Tourist Board, Sheep Shearing, Torr Head, Co Antrim, one of the photographs that features in Conflicting Images: Photography during the Northern Irish Troubles, at the Ulster Museum
Tourist Board, Sheep Shearing, Torr Head, Co Antrim, one of the photographs that features in Conflicting Images: Photography during the Northern Irish Troubles, at the Ulster Museum

A NEW exhibition focussing on photography during the Troubles in Northern Ireland has opened at the Ulster Museum. Conflicting Images: Photography during the Northern Irish Troubles is a major exhibition based on National Museums NI's Historic Photographic Collections, looking at the role photography played during the conflict, and how photography itself changed and developed during that time.

It features more than140 images including important original works by local photographers Martin Nangle, Bill Kerr, and Frankie Quinn, as well as prints by French Magnum photographer Gilles Peress, seen as a major international figure in conflict photography.

The photos document significant moments and milestones during The Troubles as well as being evocative reminders of what everyday life in Northern Ireland looked like for many people.
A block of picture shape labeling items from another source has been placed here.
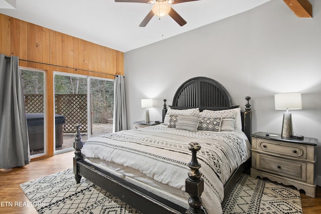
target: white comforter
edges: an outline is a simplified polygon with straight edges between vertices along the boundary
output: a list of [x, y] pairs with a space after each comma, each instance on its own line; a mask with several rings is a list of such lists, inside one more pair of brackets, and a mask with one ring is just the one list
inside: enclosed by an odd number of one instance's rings
[[197, 156], [204, 180], [203, 205], [209, 213], [222, 213], [224, 183], [250, 155], [250, 144], [241, 131], [194, 133], [159, 125], [93, 137], [84, 143], [81, 152], [134, 168], [185, 191], [191, 142], [201, 146]]

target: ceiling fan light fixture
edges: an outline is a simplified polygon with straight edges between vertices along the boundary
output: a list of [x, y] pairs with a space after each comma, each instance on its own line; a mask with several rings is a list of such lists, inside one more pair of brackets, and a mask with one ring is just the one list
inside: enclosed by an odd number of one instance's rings
[[158, 2], [152, 6], [151, 11], [155, 16], [162, 17], [168, 15], [171, 9], [171, 6], [168, 4], [164, 2]]

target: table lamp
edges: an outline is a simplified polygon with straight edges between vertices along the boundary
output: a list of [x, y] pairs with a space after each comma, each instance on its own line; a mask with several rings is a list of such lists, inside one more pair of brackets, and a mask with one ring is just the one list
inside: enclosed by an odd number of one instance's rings
[[145, 113], [145, 123], [149, 123], [149, 113], [148, 108], [152, 107], [152, 99], [142, 99], [141, 108], [146, 108]]
[[300, 93], [283, 93], [274, 95], [274, 104], [276, 110], [286, 110], [283, 115], [283, 124], [281, 136], [291, 137], [293, 135], [292, 116], [289, 109], [302, 109]]

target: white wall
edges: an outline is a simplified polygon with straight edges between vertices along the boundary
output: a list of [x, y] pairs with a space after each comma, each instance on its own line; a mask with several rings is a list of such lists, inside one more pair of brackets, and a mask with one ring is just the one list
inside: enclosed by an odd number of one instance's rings
[[150, 119], [161, 120], [163, 99], [172, 104], [181, 84], [205, 76], [224, 85], [243, 110], [244, 98], [252, 97], [252, 133], [280, 133], [283, 112], [274, 109], [274, 94], [301, 92], [303, 109], [291, 112], [294, 131], [321, 142], [321, 1], [309, 2], [313, 19], [298, 18], [282, 1], [272, 0], [125, 53], [128, 127], [144, 118], [140, 99], [154, 99]]

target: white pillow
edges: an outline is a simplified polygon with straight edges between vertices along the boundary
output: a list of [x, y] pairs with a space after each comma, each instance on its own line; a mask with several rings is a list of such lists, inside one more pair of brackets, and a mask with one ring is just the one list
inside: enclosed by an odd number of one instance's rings
[[188, 109], [173, 109], [169, 108], [166, 113], [166, 115], [164, 118], [164, 125], [168, 125], [169, 120], [170, 120], [170, 114], [174, 115], [188, 115], [188, 116], [197, 116], [200, 113], [199, 108], [190, 108]]
[[[235, 117], [234, 129], [242, 130], [242, 120], [241, 119], [241, 108], [232, 109], [212, 111], [204, 110], [202, 112], [202, 116], [211, 117]], [[223, 121], [222, 121], [223, 122]], [[221, 125], [222, 126], [222, 124]]]

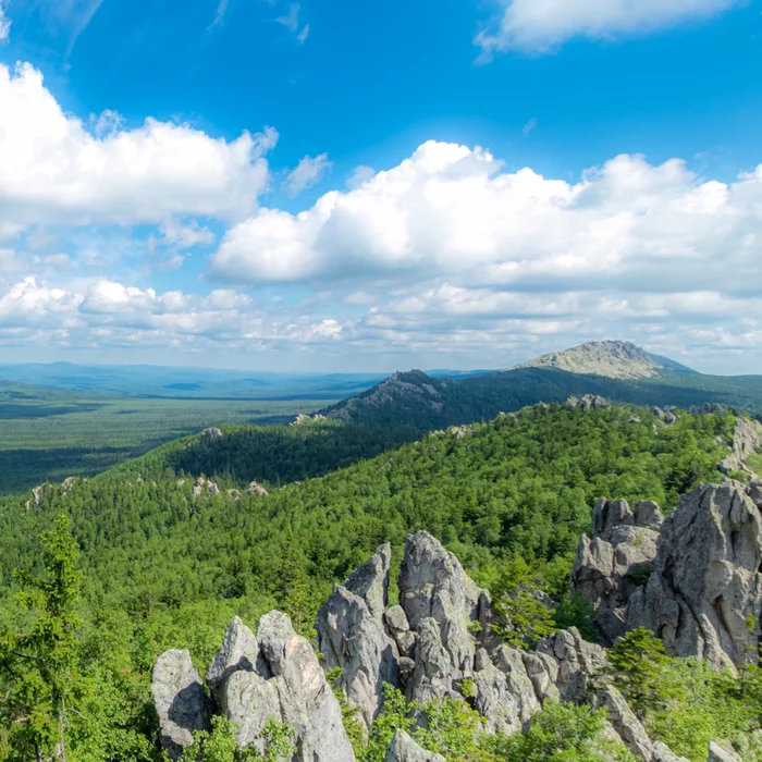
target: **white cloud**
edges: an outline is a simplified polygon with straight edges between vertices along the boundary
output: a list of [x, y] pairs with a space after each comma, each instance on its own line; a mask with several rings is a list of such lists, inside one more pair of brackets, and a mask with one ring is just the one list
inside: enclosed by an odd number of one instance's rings
[[0, 233], [244, 217], [268, 186], [263, 153], [278, 138], [268, 128], [229, 143], [152, 119], [125, 130], [112, 112], [96, 127], [65, 114], [29, 64], [0, 64]]
[[232, 282], [457, 278], [514, 290], [680, 288], [759, 272], [762, 167], [734, 184], [679, 160], [619, 156], [577, 183], [509, 173], [481, 149], [427, 143], [298, 214], [262, 209], [224, 235], [210, 273]]
[[489, 58], [511, 49], [548, 52], [567, 39], [641, 35], [704, 20], [745, 0], [499, 0], [476, 42]]
[[7, 15], [8, 2], [0, 0], [0, 42], [4, 42], [11, 35], [11, 20]]
[[311, 188], [328, 172], [333, 163], [328, 160], [328, 153], [310, 157], [305, 156], [286, 177], [286, 188], [293, 196], [306, 188]]
[[208, 228], [199, 225], [196, 220], [183, 224], [179, 220], [170, 218], [159, 225], [159, 231], [163, 236], [162, 243], [176, 249], [214, 243], [214, 234]]

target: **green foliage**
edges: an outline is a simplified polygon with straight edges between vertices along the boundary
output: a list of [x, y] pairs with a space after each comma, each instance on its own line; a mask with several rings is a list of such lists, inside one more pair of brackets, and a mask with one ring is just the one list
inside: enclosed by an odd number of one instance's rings
[[627, 632], [609, 650], [609, 659], [614, 685], [641, 720], [679, 697], [680, 686], [665, 680], [669, 657], [664, 644], [650, 629]]
[[579, 593], [574, 595], [565, 593], [553, 617], [556, 629], [568, 629], [576, 627], [586, 640], [594, 640], [595, 628], [592, 624], [592, 606]]
[[501, 762], [635, 762], [622, 745], [604, 738], [604, 727], [603, 711], [548, 702], [524, 733], [488, 746]]
[[22, 588], [17, 601], [32, 625], [25, 632], [0, 634], [0, 720], [9, 728], [9, 760], [64, 752], [69, 715], [81, 690], [75, 605], [82, 574], [69, 518], [59, 516], [41, 541], [44, 576], [15, 575]]
[[[447, 762], [491, 762], [483, 749], [483, 720], [459, 699], [434, 699], [423, 708], [426, 723], [415, 733], [416, 741]], [[496, 762], [496, 761], [495, 761]]]
[[359, 718], [359, 711], [357, 706], [353, 706], [346, 700], [346, 695], [344, 693], [344, 687], [342, 686], [342, 675], [343, 669], [341, 667], [334, 667], [325, 673], [325, 679], [331, 686], [333, 695], [339, 701], [339, 705], [342, 710], [342, 724], [346, 730], [346, 735], [349, 738], [355, 750], [360, 749], [365, 745], [366, 730], [362, 721]]
[[355, 748], [358, 762], [383, 762], [386, 749], [397, 730], [413, 733], [416, 720], [411, 712], [418, 709], [418, 704], [408, 703], [405, 697], [389, 683], [383, 684], [383, 709], [373, 721], [368, 740], [359, 749]]
[[287, 762], [296, 751], [293, 730], [283, 723], [268, 718], [257, 747], [238, 749], [235, 742], [235, 725], [224, 717], [212, 717], [211, 732], [196, 730], [193, 746], [183, 753], [183, 762]]

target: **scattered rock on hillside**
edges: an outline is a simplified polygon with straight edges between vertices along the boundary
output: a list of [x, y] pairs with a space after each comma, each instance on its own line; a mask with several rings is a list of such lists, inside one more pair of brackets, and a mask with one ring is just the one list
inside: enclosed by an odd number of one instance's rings
[[190, 494], [193, 495], [194, 500], [198, 500], [199, 497], [204, 497], [205, 495], [207, 497], [213, 497], [214, 495], [220, 494], [220, 488], [211, 479], [205, 479], [204, 477], [201, 477], [193, 486]]
[[598, 394], [585, 394], [581, 397], [570, 396], [566, 404], [572, 408], [579, 407], [582, 410], [605, 410], [611, 407], [609, 400]]
[[664, 521], [656, 503], [602, 499], [592, 512], [592, 540], [582, 534], [572, 569], [572, 590], [593, 607], [607, 644], [627, 631], [627, 602], [653, 568]]
[[256, 481], [249, 482], [249, 486], [246, 488], [246, 494], [247, 495], [268, 495], [270, 494], [261, 484], [258, 484]]
[[739, 754], [716, 741], [709, 745], [706, 762], [743, 762]]
[[187, 651], [165, 651], [159, 656], [151, 679], [151, 693], [161, 734], [161, 746], [179, 759], [193, 743], [194, 730], [210, 728], [210, 706], [204, 684]]
[[397, 730], [389, 745], [384, 762], [445, 762], [444, 757], [426, 751], [405, 730]]
[[700, 484], [662, 526], [654, 570], [631, 595], [629, 629], [656, 632], [667, 653], [738, 667], [755, 659], [762, 607], [762, 516], [742, 484]]
[[738, 418], [733, 431], [733, 452], [717, 466], [723, 474], [734, 471], [753, 474], [747, 458], [762, 448], [762, 423], [750, 418]]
"Photography brought Northern Ireland to the eyes of the world during The Troubles in a very particular way," says show curator Vivienne Pollock. "When violence erupted in 1969, international photojournalism, its style honed in the Vietnam War, flew in to witness and report. This overview was quickly challenged by a wave of young, local press and freelance photographers, driven to bring local perspective, experience and context into the wider picture."
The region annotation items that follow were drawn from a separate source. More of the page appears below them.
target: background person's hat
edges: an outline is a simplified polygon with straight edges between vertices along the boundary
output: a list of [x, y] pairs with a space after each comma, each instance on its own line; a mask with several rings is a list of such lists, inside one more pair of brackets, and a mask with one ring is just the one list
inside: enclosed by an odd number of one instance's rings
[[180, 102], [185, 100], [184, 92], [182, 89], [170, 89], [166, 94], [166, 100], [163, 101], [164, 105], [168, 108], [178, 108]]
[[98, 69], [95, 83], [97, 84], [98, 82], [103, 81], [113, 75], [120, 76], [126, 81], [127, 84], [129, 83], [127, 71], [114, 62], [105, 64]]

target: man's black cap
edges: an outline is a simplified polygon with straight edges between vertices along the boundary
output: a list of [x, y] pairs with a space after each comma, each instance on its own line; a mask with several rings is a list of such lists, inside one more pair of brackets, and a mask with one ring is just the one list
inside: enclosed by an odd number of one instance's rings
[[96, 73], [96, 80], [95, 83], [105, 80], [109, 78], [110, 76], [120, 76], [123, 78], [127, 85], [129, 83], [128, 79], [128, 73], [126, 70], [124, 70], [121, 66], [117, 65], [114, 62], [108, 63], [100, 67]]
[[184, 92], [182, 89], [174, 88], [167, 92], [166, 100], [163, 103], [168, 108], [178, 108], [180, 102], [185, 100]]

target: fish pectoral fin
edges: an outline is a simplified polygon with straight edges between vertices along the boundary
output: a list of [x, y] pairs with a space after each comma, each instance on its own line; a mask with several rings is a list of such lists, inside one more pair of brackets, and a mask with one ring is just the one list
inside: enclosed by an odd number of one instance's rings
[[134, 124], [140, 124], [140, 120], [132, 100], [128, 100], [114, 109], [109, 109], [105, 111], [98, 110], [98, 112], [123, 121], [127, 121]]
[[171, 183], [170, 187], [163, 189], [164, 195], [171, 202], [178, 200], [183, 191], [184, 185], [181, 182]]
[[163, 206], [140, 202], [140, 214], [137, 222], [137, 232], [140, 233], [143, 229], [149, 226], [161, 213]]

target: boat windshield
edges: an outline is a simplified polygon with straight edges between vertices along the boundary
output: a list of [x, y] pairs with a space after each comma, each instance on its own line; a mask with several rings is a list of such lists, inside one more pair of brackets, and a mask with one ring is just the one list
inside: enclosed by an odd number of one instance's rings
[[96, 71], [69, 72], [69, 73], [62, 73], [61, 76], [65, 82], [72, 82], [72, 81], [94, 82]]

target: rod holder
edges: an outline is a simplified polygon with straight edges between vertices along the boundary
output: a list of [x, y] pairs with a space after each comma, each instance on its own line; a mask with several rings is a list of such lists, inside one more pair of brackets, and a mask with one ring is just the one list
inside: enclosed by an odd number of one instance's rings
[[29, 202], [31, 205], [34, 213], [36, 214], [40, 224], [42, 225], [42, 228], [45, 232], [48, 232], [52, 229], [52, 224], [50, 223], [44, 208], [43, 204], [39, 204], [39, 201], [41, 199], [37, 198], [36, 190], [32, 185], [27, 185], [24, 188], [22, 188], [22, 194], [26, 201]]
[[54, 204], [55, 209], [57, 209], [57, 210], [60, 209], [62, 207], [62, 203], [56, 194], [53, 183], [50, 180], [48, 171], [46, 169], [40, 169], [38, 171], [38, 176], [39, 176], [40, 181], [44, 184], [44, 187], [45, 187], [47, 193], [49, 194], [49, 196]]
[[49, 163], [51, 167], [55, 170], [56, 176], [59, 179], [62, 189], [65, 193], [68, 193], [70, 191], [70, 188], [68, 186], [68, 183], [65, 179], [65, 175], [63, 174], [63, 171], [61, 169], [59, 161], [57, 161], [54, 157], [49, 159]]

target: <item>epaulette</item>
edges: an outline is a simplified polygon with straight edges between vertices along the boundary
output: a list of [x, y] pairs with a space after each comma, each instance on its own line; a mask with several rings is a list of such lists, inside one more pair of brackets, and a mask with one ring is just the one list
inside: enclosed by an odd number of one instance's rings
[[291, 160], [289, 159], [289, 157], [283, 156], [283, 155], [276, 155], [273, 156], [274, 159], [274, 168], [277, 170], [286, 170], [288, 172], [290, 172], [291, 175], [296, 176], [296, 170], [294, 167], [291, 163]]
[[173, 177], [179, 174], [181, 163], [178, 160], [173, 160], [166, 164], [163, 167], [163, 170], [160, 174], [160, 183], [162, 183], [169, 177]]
Ms Pollock added: "This exhibition is not intended to be a chronological catalogue of major events during The Troubles. It is rather a reflection of the many ways in which this painful period of Northern Ireland's history was viewed by professional and amateur photographers, and how these visions combine to offer new and often profound insights into how the realities of life during these years were captured on camera."